People around the world may be getting more accustomed to seeing wind turbines or solar panels, but most aren’t aware of how much of the population’s energy needs can be met through the sun, wind, heat and ocean waves.
According to a new study by U.S. researchers Mark Delucchi and Mark Jacobson, these natural resources could provide enough energy to power all—that’s right, all—homes, businesses and factories around the world by 2030.
To make the leap from small-scale usage to complete dependence on clean energy, a significant number of new systems would have to be built. According to the two-man team, this includes 4 million 5-MW wind turbines, 90,000 300-MW large-scale solar plants, and 1.7 billion rooftop PV systems at 3 kW each.
In order to make this happen, world production of rare earth metals would have to quintuple. That includes such materials at neodymium, used to make magnets.
Delucchi and Jacobson drafted this proposal with the intention of completely getting rid of fossil fuels, so they left out biomass and carbon-free electricity generation. Together these make up 10% of the 13% of renewable energy sources currently being used.
One main concern for such infrastructure is efficiency. Both wind and sunlight are fickle, but could be fully sound if the variables were synced together (on a cloudy day, wind turbines make up for less solar power, and vice versa).
While Delucchi and Jacobson’s vision maybe be viewed as extreme by some, their study concludes that 100% renewable energy is indeed possible.
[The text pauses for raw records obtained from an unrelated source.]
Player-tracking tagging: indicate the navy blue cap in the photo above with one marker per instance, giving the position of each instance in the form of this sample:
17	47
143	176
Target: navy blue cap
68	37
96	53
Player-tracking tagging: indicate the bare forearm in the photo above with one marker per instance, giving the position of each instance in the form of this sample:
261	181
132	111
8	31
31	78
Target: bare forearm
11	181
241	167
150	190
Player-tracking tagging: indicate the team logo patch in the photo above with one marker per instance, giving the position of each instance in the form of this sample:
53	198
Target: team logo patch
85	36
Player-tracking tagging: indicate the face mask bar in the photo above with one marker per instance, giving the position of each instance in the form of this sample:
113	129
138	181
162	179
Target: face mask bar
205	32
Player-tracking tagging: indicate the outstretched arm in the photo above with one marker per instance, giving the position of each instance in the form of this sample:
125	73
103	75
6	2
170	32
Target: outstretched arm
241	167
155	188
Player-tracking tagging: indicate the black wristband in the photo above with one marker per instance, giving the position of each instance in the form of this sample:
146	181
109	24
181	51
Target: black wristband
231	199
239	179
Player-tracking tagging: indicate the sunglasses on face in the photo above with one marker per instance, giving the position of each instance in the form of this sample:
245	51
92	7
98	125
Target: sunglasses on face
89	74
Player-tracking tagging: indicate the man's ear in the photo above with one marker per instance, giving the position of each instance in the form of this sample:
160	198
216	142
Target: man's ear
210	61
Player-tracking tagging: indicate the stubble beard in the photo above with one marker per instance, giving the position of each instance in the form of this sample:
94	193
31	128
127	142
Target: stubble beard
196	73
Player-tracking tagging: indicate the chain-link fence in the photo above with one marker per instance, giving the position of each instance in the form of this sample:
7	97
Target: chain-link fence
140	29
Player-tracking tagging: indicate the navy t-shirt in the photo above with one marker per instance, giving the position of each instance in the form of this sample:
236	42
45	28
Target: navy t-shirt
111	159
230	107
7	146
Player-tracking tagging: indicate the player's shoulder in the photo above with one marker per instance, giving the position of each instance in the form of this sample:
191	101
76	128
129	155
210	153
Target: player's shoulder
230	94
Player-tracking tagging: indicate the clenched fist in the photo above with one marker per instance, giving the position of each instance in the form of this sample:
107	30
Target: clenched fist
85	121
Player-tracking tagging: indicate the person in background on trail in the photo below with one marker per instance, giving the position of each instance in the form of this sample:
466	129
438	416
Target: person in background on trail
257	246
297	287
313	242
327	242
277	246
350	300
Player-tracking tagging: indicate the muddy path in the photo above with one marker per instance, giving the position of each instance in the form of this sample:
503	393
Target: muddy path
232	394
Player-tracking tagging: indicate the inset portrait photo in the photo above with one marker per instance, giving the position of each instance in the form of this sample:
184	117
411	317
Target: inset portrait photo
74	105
It is, as this point, simply a matter of will power.
Yep, it’s possible and the plan for the USA is already made: 100% clean electricity within 10 years http://bit.ly/HEuHH
absolutely not. This certainty is based upon simple, life cycle costing considerations.
What are the TRUE costs of converting energy from resource harvest, through production, implementation and finally recycling?
If you understand how an exponential function works, (A. Bartlett, You Tube) and what physical constraints are imposed financially on the US grid -currently, and by the energy growth demands of an irresponsible society, then you may consider clear definitions by films such as “FUEL” or “What a way to go: The End of EMPIRE” as to fact defining considerations.
Renewable power must be localized, make sense economically by the life cycle costs of energy in vs. energy out, and be fully sustainable over the long run. Hence, with absolute clarity, NO to 100% renewable power by 2030.
According to The 2005 Congressional Paper by Hirsch on PEAK OIL, we have arrived. Across the board cheap oil is past, and there are no realistic substitutes. Our rapidly expanding global recession is going depression precisely due to increase in commodities fueled by fuel scarcity. Our paradigm shift required will not materialize. The core of H.L. Mencken’s social philosophy is this coda:
” It is the nature of the human species to reject what is true but unpleasant and to embrace what is obviously false but comforting.”
We can’t really tell what will happen on the future, but as what we have notice technology changes time after time. So, there is big a possibility that we can reach the goal of 100% Renewable Power.